There are at least 11 types of deeds in Texas used in the transfer of real estate. Since deeds should be recorded in the deed records in the county where the property is located to give notice to the world, deeds should be notarized. The following are some of the types of deeds in Texas:
- General Warranty Deed – Protects the buyer of real estate from all title defects incurred prior to the buyer’s purchase of the property – even if the seller didn’t know of the defect. Typically, the buyer is mostly concerned that there are no debts or liens against the property purchased, but there can be other defects as well. If there is a defect, then the purchaser can require the seller to solve the issue. As a result, title insurance is often purchased for the security of the purchaser.
- Special Warranty Deed – Protects the buyer from title defects that occurred when the seller owned the property. So, if there was judgment against the property prior to seller owning the property, the purchaser would not be protected. Typically, special warranty deeds are used after a foreclosure or property seizure.
- Quitclaim Deed – These deeds give the purchaser no protection or warranty at all. As a result, this would not be desired by title companies. There is no guarantee of full ownership of the property or that there are no debts or liens. Sometimes these deeds are used when money is not exchanged for property (although Gift deeds are sometimes used to give warranty of title). In Texas, quitclaim deeds are more of a release of a claim of title. The grantor may not even have an interest in title.
- Deed without Warranty – This is a conveyance of property (unlike a quitclaim deed), but it also has no warranty of title. This is sometimes used to clear up title problems – although it is not used very often since it lacks warranties.
- Grant Deed – This deed implies covenants of title (although not stated in the deed). The seller of the property guarantees there is no conveyance of the property to anyone other than the purchaser and that nothing could stop the transfer.
- Transfer on Death Deed – This type of deed transfers property at the time of death of the owner. There are no warranties of title. The legislature passed the usage of this type of deed since so many Texans failed to have wills. It is simple to create, and you can cancel if you change your mind. However, there are many problems with transfer on death deeds. See our article “12 problems with TODD” by clicking here.
- Deed with reservation of life estate – Unlike the TODD, a deed with reservation of life estate is made with warranty of title (either a special or general warranty deed). A Ladybird deed is a form of a life estate deed – the grantor just retains more powers. The grantor retains rights to sell, lease, mortgage or even change his or her mind as to whom the grantee would be – which is why Ladybird deeds are often referred to as enhanced life estate deeds. If the life estate deed is not a Ladybird deed, then the grantees have an immediate interest and the grantees could transfer their remainder interest.

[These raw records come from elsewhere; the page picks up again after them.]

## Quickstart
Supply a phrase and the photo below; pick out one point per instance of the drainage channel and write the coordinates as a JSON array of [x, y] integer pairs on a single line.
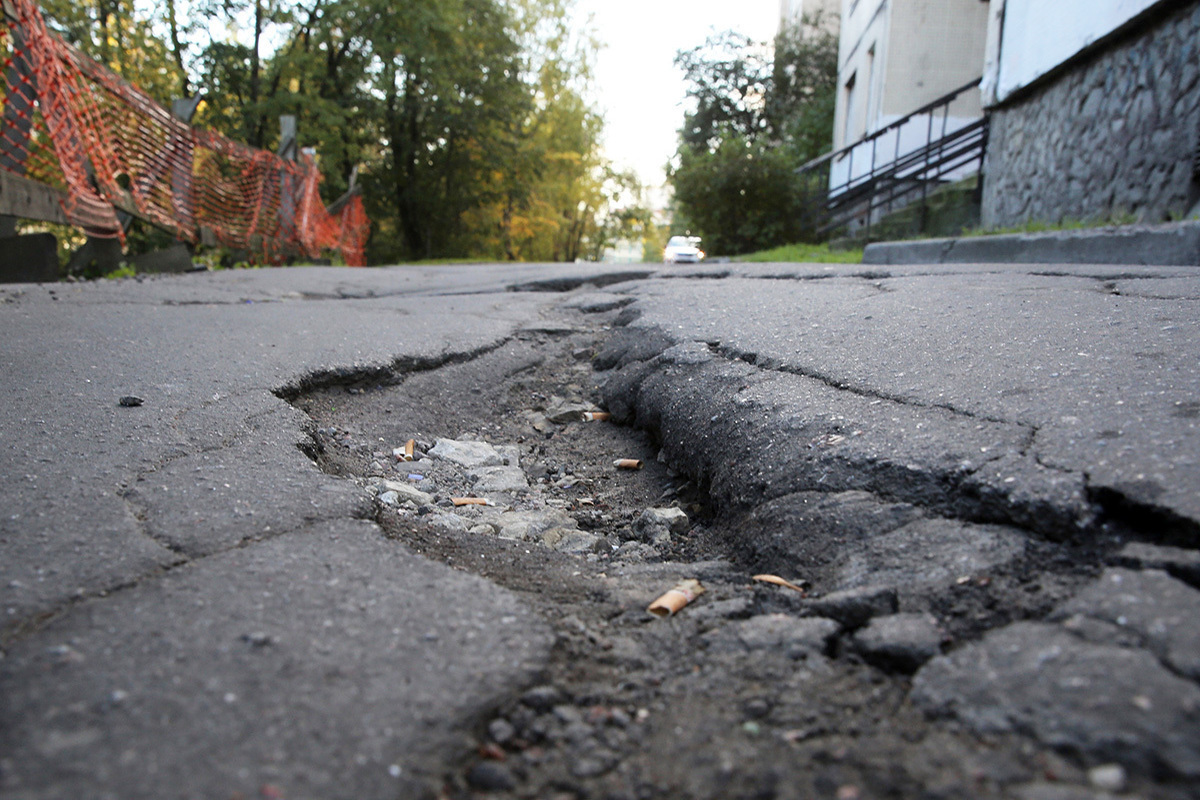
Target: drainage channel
[[751, 691]]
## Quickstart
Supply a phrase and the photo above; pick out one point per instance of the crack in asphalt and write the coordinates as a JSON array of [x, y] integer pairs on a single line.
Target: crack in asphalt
[[389, 374]]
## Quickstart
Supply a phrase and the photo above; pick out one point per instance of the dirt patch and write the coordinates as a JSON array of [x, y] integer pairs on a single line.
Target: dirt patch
[[748, 692]]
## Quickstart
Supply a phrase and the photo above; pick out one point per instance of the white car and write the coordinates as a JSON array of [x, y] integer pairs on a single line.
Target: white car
[[683, 250]]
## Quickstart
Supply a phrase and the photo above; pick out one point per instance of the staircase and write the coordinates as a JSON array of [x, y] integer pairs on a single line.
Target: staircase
[[897, 166]]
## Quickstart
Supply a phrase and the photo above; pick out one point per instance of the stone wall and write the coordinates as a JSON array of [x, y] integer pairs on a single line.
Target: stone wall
[[1115, 134]]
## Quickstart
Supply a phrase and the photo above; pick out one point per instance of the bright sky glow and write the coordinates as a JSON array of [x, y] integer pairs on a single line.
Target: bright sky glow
[[639, 89]]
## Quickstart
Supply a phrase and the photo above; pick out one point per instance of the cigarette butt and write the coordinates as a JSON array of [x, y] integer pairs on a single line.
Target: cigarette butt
[[779, 582], [472, 501], [682, 594], [408, 452]]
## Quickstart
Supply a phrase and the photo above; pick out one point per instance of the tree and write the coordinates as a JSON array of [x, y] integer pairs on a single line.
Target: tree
[[756, 119]]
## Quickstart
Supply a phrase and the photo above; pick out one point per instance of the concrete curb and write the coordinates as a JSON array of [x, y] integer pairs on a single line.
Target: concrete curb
[[1168, 245]]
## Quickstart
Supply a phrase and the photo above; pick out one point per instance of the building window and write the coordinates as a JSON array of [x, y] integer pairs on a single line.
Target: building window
[[870, 114], [851, 125]]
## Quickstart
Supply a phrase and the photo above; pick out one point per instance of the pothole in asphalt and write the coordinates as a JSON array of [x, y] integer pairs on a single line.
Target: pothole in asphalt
[[753, 690]]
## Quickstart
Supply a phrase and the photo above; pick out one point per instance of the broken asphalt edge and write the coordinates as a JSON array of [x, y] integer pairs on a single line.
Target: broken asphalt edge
[[697, 400], [1175, 244]]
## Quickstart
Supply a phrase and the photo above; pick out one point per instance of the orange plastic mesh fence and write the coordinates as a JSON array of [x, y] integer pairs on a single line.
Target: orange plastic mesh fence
[[72, 124]]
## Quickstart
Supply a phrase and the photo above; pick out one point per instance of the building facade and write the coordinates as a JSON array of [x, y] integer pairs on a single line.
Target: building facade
[[1095, 110], [894, 58]]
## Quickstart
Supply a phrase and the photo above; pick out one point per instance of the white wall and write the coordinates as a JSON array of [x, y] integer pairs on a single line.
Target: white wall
[[1038, 35]]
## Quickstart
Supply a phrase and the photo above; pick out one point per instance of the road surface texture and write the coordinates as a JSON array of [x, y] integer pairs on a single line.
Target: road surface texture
[[222, 577]]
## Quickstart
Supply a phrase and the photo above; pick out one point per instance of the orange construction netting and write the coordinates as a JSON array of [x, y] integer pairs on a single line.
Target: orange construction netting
[[72, 124]]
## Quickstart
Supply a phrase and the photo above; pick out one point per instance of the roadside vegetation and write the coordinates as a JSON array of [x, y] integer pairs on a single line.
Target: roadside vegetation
[[468, 119], [759, 113]]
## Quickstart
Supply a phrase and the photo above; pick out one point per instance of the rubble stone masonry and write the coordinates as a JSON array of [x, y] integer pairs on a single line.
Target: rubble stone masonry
[[1114, 134]]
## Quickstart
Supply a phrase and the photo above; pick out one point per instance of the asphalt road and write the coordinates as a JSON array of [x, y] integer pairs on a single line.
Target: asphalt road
[[191, 608]]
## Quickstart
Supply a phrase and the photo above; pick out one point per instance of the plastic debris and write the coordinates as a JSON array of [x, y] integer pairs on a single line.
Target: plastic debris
[[682, 594], [472, 501], [781, 582]]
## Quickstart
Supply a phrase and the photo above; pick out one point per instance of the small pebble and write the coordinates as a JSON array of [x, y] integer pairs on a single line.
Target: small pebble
[[1108, 777]]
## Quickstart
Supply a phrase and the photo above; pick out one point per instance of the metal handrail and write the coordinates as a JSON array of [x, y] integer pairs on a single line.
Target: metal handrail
[[945, 100], [903, 174]]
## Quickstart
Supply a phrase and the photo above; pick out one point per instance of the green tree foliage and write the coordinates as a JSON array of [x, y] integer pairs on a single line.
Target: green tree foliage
[[466, 118], [759, 115]]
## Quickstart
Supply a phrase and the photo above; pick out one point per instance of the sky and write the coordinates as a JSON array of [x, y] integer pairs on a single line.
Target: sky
[[639, 90]]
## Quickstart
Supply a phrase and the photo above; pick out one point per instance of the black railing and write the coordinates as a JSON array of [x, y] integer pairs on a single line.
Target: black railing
[[895, 172]]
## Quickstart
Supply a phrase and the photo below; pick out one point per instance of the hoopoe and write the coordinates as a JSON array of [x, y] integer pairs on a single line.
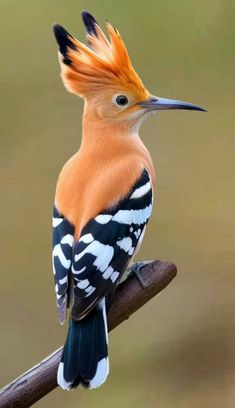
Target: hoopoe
[[104, 194]]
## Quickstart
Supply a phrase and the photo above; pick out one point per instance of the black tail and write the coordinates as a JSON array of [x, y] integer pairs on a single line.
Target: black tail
[[85, 356]]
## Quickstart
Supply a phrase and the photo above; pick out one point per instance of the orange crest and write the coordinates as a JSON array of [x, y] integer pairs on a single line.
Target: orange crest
[[87, 69]]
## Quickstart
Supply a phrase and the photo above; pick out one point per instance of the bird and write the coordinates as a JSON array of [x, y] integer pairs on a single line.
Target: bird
[[104, 194]]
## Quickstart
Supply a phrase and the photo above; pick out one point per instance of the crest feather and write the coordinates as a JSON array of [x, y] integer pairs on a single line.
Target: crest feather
[[85, 69]]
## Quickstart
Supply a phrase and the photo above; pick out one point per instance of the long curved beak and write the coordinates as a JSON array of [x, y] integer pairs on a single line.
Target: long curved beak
[[154, 103]]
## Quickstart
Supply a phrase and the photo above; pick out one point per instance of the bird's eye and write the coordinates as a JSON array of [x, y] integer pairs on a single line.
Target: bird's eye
[[121, 100]]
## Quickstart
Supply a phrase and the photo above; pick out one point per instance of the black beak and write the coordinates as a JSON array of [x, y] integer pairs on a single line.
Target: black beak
[[155, 103]]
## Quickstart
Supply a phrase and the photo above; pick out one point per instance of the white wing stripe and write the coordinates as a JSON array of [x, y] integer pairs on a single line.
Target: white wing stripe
[[103, 218], [87, 238], [68, 239], [133, 216], [57, 251]]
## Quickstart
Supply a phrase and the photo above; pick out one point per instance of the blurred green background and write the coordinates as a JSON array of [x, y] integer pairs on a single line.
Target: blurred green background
[[179, 350]]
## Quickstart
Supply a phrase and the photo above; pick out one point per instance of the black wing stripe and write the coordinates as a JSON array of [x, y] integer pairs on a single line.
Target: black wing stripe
[[107, 244]]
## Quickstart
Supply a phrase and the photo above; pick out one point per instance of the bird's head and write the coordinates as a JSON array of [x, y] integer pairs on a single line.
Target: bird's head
[[102, 73]]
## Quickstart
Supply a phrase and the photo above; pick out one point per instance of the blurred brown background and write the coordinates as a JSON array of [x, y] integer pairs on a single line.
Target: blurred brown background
[[179, 350]]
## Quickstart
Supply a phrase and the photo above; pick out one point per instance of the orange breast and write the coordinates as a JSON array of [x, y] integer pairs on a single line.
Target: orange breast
[[98, 176]]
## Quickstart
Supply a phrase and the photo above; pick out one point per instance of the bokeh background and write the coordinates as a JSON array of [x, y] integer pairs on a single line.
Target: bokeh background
[[179, 350]]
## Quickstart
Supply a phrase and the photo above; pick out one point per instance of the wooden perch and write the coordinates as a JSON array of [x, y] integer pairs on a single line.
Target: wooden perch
[[130, 296]]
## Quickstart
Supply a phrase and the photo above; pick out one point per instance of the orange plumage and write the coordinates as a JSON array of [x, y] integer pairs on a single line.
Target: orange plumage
[[104, 194], [112, 154]]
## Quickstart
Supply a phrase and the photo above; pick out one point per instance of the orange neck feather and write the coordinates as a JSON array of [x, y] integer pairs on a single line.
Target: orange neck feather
[[108, 163]]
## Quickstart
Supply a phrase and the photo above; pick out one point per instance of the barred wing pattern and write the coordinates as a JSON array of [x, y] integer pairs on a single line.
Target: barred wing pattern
[[63, 240], [106, 246], [96, 262]]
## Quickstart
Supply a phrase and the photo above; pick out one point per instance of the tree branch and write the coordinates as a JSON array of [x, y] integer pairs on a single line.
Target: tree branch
[[129, 297]]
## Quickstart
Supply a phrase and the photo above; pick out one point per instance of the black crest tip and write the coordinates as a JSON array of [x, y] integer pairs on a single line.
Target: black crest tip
[[89, 22], [63, 39]]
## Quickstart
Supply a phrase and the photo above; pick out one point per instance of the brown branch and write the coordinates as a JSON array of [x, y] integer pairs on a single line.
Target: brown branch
[[130, 296]]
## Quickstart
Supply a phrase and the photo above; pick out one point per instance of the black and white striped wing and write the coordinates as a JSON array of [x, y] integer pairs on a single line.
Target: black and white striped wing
[[63, 240], [106, 246]]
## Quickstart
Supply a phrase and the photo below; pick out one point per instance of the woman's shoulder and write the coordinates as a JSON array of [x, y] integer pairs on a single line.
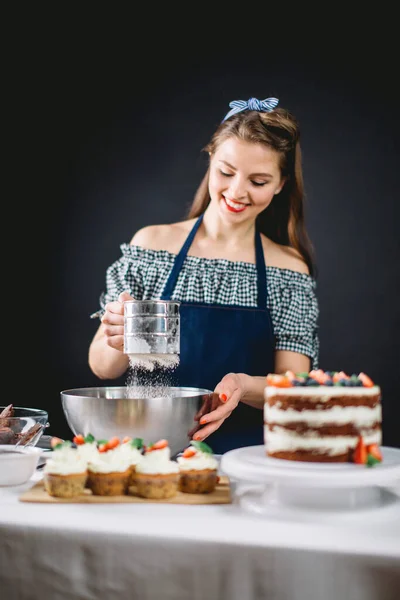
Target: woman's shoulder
[[283, 257], [169, 237]]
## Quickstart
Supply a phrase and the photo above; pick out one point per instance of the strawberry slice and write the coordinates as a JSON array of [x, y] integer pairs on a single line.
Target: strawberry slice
[[366, 381], [340, 375], [360, 452], [158, 445], [189, 452], [374, 450], [78, 439], [55, 441], [278, 380]]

- Deed of Trust – This is not really a deed – it is more like a mortgage in Texas when the grantor borrows money to purchase the property. The grantor (as a borrower) of this deed grants a lien against the property to secure payment of a note by the grantor to the lender. The trustee (often a title company) of the deed of trust can foreclose on the property without going to court if the grantor is delinquent or fails to pay the lender or fails to otherwise comply with the covenants in the deed of trust to secure the lender.
- Fee Simple Determinable Deed – When a condition (as set forth in the deed) is not met or is violated, a fee simple determinable automatically ends the interest in of the grantee and automatically reverts back to the owner (grantor).
- Fee Simple Subject to Condition Subsequent Deed – Unlike a fee simple determinable deed (although it is a form of a fee simple determinable deed), the owner has the right to retake the property if the condition is violated – but is just an option (it doesn’t automatically revert to the owner).
- Fee Simple Subject to Executory Limitation Deed – Similar to a fee simple determinable deed (although it is another type of fee simple determinable deed), except the property could go to some party other than the owner if the condition is not met or violated.